Kirsten Han is a Singaporean blogger, journalist and filmmaker. She is also involved in the We Believe in Second Chances campaign for the abolishment of the death penalty. A social media junkie, she tweets at @kixes. The views expressed are her own.

Over the years we’ve heard plenty about the need for more Singaporean couples to have children. What we’ve not heard more of, though, is about sex and the quality of sex that Singaporeans are having.

It was this issue that a panel of three experts attempted to tackle Friday at a talk on emotional and sexual satisfaction. With 61 per cent of men and 57 per cent of women in Singapore agreeing that mutual sexual satisfaction is crucial for a successful relationship, remarkably little attention has been paid to such a topic.

As the talk went on, it became evident that society’s reticence in talking about sex has fed into issues of sexual satisfaction and dysfunction. Sex has been made mysterious, and people are uncomfortable to approach the subject with much openness.

It’s a subject that’s strongly relevant on International Women’s Day, especially in a society still so enraptured by notions of purity and sexual innocence in women.

Squeamishness over talking about sex can be found all over the world, and sex education in schools often end up feeding into the problem rather than addressing it. Professor Marita McCabe from Deakin University’s School of Psychology pointed out that schools often equate providing information on sex with promoting promiscuity, although the reality is that such information would provide young people with the ability to make decisions and recognise healthy and unhealthy sex.

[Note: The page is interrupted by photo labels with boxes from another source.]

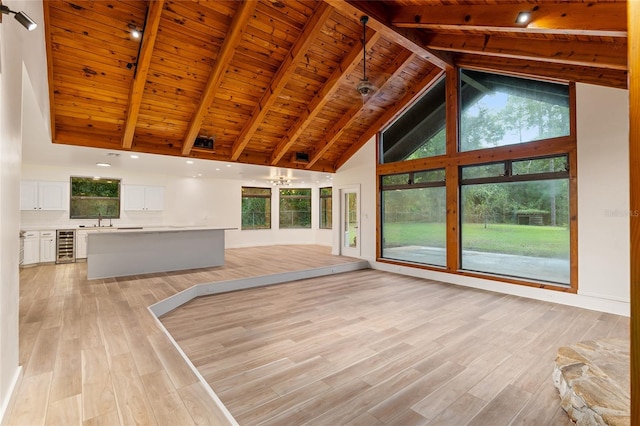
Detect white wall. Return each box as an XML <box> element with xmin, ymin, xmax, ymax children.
<box><xmin>0</xmin><ymin>1</ymin><xmax>48</xmax><ymax>422</ymax></box>
<box><xmin>20</xmin><ymin>164</ymin><xmax>332</xmax><ymax>247</ymax></box>
<box><xmin>577</xmin><ymin>84</ymin><xmax>639</xmax><ymax>303</ymax></box>
<box><xmin>332</xmin><ymin>141</ymin><xmax>376</xmax><ymax>256</ymax></box>
<box><xmin>333</xmin><ymin>84</ymin><xmax>630</xmax><ymax>316</ymax></box>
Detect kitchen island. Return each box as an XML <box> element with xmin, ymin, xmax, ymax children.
<box><xmin>87</xmin><ymin>227</ymin><xmax>233</xmax><ymax>280</ymax></box>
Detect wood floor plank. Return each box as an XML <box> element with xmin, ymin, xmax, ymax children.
<box><xmin>5</xmin><ymin>246</ymin><xmax>629</xmax><ymax>426</ymax></box>
<box><xmin>46</xmin><ymin>393</ymin><xmax>82</xmax><ymax>426</ymax></box>
<box><xmin>161</xmin><ymin>271</ymin><xmax>625</xmax><ymax>425</ymax></box>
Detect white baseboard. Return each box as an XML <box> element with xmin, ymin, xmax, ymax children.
<box><xmin>0</xmin><ymin>365</ymin><xmax>22</xmax><ymax>424</ymax></box>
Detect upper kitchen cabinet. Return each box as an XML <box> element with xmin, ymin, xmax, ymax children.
<box><xmin>124</xmin><ymin>185</ymin><xmax>164</xmax><ymax>211</ymax></box>
<box><xmin>20</xmin><ymin>181</ymin><xmax>69</xmax><ymax>210</ymax></box>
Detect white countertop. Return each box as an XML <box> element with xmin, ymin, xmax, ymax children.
<box><xmin>20</xmin><ymin>225</ymin><xmax>238</xmax><ymax>232</ymax></box>
<box><xmin>86</xmin><ymin>226</ymin><xmax>237</xmax><ymax>234</ymax></box>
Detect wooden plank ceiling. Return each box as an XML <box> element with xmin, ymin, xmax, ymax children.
<box><xmin>44</xmin><ymin>0</ymin><xmax>627</xmax><ymax>172</ymax></box>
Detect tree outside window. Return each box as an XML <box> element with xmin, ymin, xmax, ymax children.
<box><xmin>279</xmin><ymin>188</ymin><xmax>311</xmax><ymax>229</ymax></box>
<box><xmin>320</xmin><ymin>188</ymin><xmax>332</xmax><ymax>229</ymax></box>
<box><xmin>69</xmin><ymin>176</ymin><xmax>120</xmax><ymax>219</ymax></box>
<box><xmin>242</xmin><ymin>186</ymin><xmax>271</xmax><ymax>229</ymax></box>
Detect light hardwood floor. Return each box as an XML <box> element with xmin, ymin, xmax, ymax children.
<box><xmin>3</xmin><ymin>246</ymin><xmax>628</xmax><ymax>425</ymax></box>
<box><xmin>161</xmin><ymin>270</ymin><xmax>629</xmax><ymax>426</ymax></box>
<box><xmin>3</xmin><ymin>245</ymin><xmax>362</xmax><ymax>426</ymax></box>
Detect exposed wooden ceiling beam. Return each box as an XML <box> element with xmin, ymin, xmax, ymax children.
<box><xmin>324</xmin><ymin>0</ymin><xmax>453</xmax><ymax>69</ymax></box>
<box><xmin>306</xmin><ymin>50</ymin><xmax>416</xmax><ymax>169</ymax></box>
<box><xmin>271</xmin><ymin>32</ymin><xmax>380</xmax><ymax>166</ymax></box>
<box><xmin>231</xmin><ymin>3</ymin><xmax>333</xmax><ymax>161</ymax></box>
<box><xmin>627</xmin><ymin>0</ymin><xmax>640</xmax><ymax>425</ymax></box>
<box><xmin>427</xmin><ymin>33</ymin><xmax>627</xmax><ymax>70</ymax></box>
<box><xmin>454</xmin><ymin>53</ymin><xmax>627</xmax><ymax>89</ymax></box>
<box><xmin>390</xmin><ymin>2</ymin><xmax>627</xmax><ymax>37</ymax></box>
<box><xmin>335</xmin><ymin>67</ymin><xmax>444</xmax><ymax>170</ymax></box>
<box><xmin>182</xmin><ymin>0</ymin><xmax>257</xmax><ymax>155</ymax></box>
<box><xmin>43</xmin><ymin>1</ymin><xmax>56</xmax><ymax>141</ymax></box>
<box><xmin>122</xmin><ymin>0</ymin><xmax>164</xmax><ymax>149</ymax></box>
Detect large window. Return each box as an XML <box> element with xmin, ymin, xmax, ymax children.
<box><xmin>279</xmin><ymin>188</ymin><xmax>311</xmax><ymax>228</ymax></box>
<box><xmin>460</xmin><ymin>70</ymin><xmax>569</xmax><ymax>151</ymax></box>
<box><xmin>460</xmin><ymin>156</ymin><xmax>570</xmax><ymax>284</ymax></box>
<box><xmin>69</xmin><ymin>176</ymin><xmax>120</xmax><ymax>219</ymax></box>
<box><xmin>320</xmin><ymin>188</ymin><xmax>333</xmax><ymax>229</ymax></box>
<box><xmin>377</xmin><ymin>70</ymin><xmax>577</xmax><ymax>290</ymax></box>
<box><xmin>381</xmin><ymin>169</ymin><xmax>447</xmax><ymax>266</ymax></box>
<box><xmin>242</xmin><ymin>186</ymin><xmax>271</xmax><ymax>229</ymax></box>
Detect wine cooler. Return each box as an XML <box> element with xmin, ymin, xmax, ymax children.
<box><xmin>56</xmin><ymin>229</ymin><xmax>76</xmax><ymax>263</ymax></box>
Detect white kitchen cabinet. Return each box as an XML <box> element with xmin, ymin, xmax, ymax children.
<box><xmin>20</xmin><ymin>181</ymin><xmax>69</xmax><ymax>210</ymax></box>
<box><xmin>40</xmin><ymin>231</ymin><xmax>56</xmax><ymax>263</ymax></box>
<box><xmin>76</xmin><ymin>231</ymin><xmax>88</xmax><ymax>259</ymax></box>
<box><xmin>22</xmin><ymin>231</ymin><xmax>40</xmax><ymax>265</ymax></box>
<box><xmin>124</xmin><ymin>185</ymin><xmax>164</xmax><ymax>211</ymax></box>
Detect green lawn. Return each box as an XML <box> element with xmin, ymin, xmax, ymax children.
<box><xmin>384</xmin><ymin>223</ymin><xmax>569</xmax><ymax>259</ymax></box>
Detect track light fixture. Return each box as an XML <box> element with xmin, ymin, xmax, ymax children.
<box><xmin>0</xmin><ymin>2</ymin><xmax>38</xmax><ymax>31</ymax></box>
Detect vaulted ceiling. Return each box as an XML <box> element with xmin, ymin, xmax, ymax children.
<box><xmin>44</xmin><ymin>0</ymin><xmax>627</xmax><ymax>172</ymax></box>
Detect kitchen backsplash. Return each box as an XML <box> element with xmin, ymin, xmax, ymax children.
<box><xmin>20</xmin><ymin>211</ymin><xmax>165</xmax><ymax>229</ymax></box>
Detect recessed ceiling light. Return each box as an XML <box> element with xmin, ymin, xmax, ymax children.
<box><xmin>516</xmin><ymin>12</ymin><xmax>531</xmax><ymax>25</ymax></box>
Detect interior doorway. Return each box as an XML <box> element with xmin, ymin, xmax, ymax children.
<box><xmin>340</xmin><ymin>186</ymin><xmax>360</xmax><ymax>257</ymax></box>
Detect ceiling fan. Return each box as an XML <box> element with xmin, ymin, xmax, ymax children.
<box><xmin>356</xmin><ymin>15</ymin><xmax>376</xmax><ymax>102</ymax></box>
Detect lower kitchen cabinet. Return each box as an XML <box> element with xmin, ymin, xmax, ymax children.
<box><xmin>40</xmin><ymin>231</ymin><xmax>56</xmax><ymax>263</ymax></box>
<box><xmin>76</xmin><ymin>231</ymin><xmax>88</xmax><ymax>259</ymax></box>
<box><xmin>22</xmin><ymin>231</ymin><xmax>40</xmax><ymax>265</ymax></box>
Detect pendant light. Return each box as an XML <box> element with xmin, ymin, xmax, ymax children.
<box><xmin>356</xmin><ymin>15</ymin><xmax>376</xmax><ymax>103</ymax></box>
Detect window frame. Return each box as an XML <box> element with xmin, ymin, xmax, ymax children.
<box><xmin>318</xmin><ymin>186</ymin><xmax>333</xmax><ymax>229</ymax></box>
<box><xmin>240</xmin><ymin>186</ymin><xmax>273</xmax><ymax>231</ymax></box>
<box><xmin>278</xmin><ymin>188</ymin><xmax>313</xmax><ymax>229</ymax></box>
<box><xmin>69</xmin><ymin>176</ymin><xmax>123</xmax><ymax>219</ymax></box>
<box><xmin>376</xmin><ymin>67</ymin><xmax>578</xmax><ymax>293</ymax></box>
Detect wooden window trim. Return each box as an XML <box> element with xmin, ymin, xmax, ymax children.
<box><xmin>376</xmin><ymin>67</ymin><xmax>578</xmax><ymax>293</ymax></box>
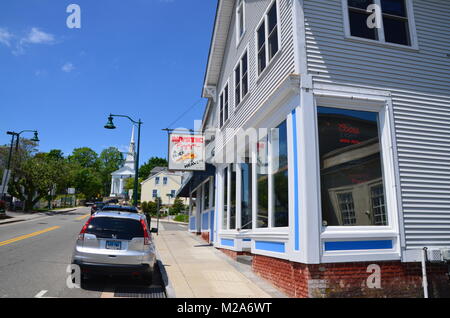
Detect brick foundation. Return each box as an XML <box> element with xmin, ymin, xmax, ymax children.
<box><xmin>218</xmin><ymin>248</ymin><xmax>252</xmax><ymax>260</ymax></box>
<box><xmin>251</xmin><ymin>250</ymin><xmax>450</xmax><ymax>298</ymax></box>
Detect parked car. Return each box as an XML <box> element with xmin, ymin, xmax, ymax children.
<box><xmin>72</xmin><ymin>211</ymin><xmax>156</xmax><ymax>284</ymax></box>
<box><xmin>102</xmin><ymin>205</ymin><xmax>139</xmax><ymax>213</ymax></box>
<box><xmin>91</xmin><ymin>202</ymin><xmax>106</xmax><ymax>215</ymax></box>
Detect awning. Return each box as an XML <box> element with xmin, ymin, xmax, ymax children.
<box><xmin>175</xmin><ymin>163</ymin><xmax>216</xmax><ymax>198</ymax></box>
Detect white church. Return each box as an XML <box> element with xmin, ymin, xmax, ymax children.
<box><xmin>110</xmin><ymin>126</ymin><xmax>136</xmax><ymax>198</ymax></box>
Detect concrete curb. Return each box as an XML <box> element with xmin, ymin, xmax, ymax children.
<box><xmin>155</xmin><ymin>238</ymin><xmax>177</xmax><ymax>298</ymax></box>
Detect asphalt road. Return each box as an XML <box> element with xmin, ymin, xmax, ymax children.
<box><xmin>0</xmin><ymin>208</ymin><xmax>165</xmax><ymax>298</ymax></box>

“Why do we take sex out of the regular function of our bodies?” she asked, adding that the sex negativity prevalent in society and sex education has often contributed to sexual dysfunction in women in terms of problems with desire, arousal and orgasm.

“Women need to have permission to engage and talk about sex,” she said.

Dr Angela Ng, a sex therapist from Hong Kong, highlighted another serious consequence of ignorance: most of her patients had suffered from vaginismus, a condition that prevents women from engaging in penetrative sex. The women, she said, had been so in the dark about sex that they had developed a phobia of it.

Such observations can easily be applied to Singapore, where sex education is often co-opted into conversations over morality, “core values” and the “purity” of Singaporean girls. Where parents and educators alike seem to prefer burying their head in the sand and denying the existence of pre-marital sex rather than providing their children with information about sex and its part in relationships.

Sex is not simply about making babies to boost the country’s birth rate. It is an important part of relationships, heterosexual or homosexual, and it’s vital that young people are able to identify healthy sex based on mutual consent and respect.